When, in 2001, Wales was suffering from the foot and mouth outbreak, one could have been forgiven for thinking that the Welsh tourism industry would not end up being in a worse state. The coastal areas were relatively unaffected, yet the Welsh inland was virtually deserted for a number of months. However, last year proved to be an even worse experience for the Welsh tourist board than 2001 and this year has so far followed suit.
The incredibly bad financial and reputation results were put down to the weather. However, there may well be other reasons for the rot. Firstly, Wales is becoming a victim of the general trend for Europeans to use budget airlines. Whereas English people, for example, used to take the car to take a cheap break in hilly neighboring Wales, some flight tickets are now actually cheaper than the price of the petrol to Wales.
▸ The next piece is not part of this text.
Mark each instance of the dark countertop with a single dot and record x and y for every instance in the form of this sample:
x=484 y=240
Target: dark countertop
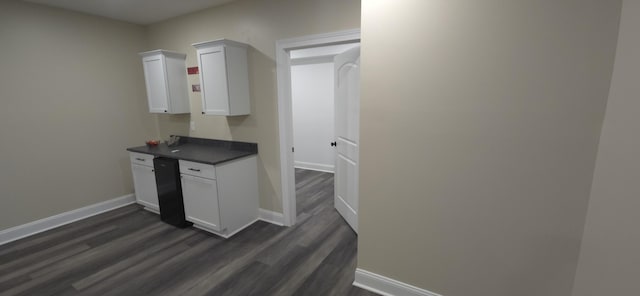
x=201 y=150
The result – Wales loses out.
However, the weather has to take a large chunk of the blame too. Wales does not have an immense amount to offer when the elements are not being favourable. Even this year’s belated good weather is not expected to bring a final crowd of tourists. 43% of tour operators have admitted to dealing with less people than in recent years. 74% of them put the entire blame on the poor weather.
The number of international visits to Wales is dropping by something like 150.000 every year, a fact which is costing Welsh hotels, restaurants and other tourist organizations millions of pounds. Amongst improving advertising campaigns, the most important thing for the Welsh to do is to hope that the weather improves. If the summers in Britain continue in the same vain as in the last few years, there may well be a need for drastic changes.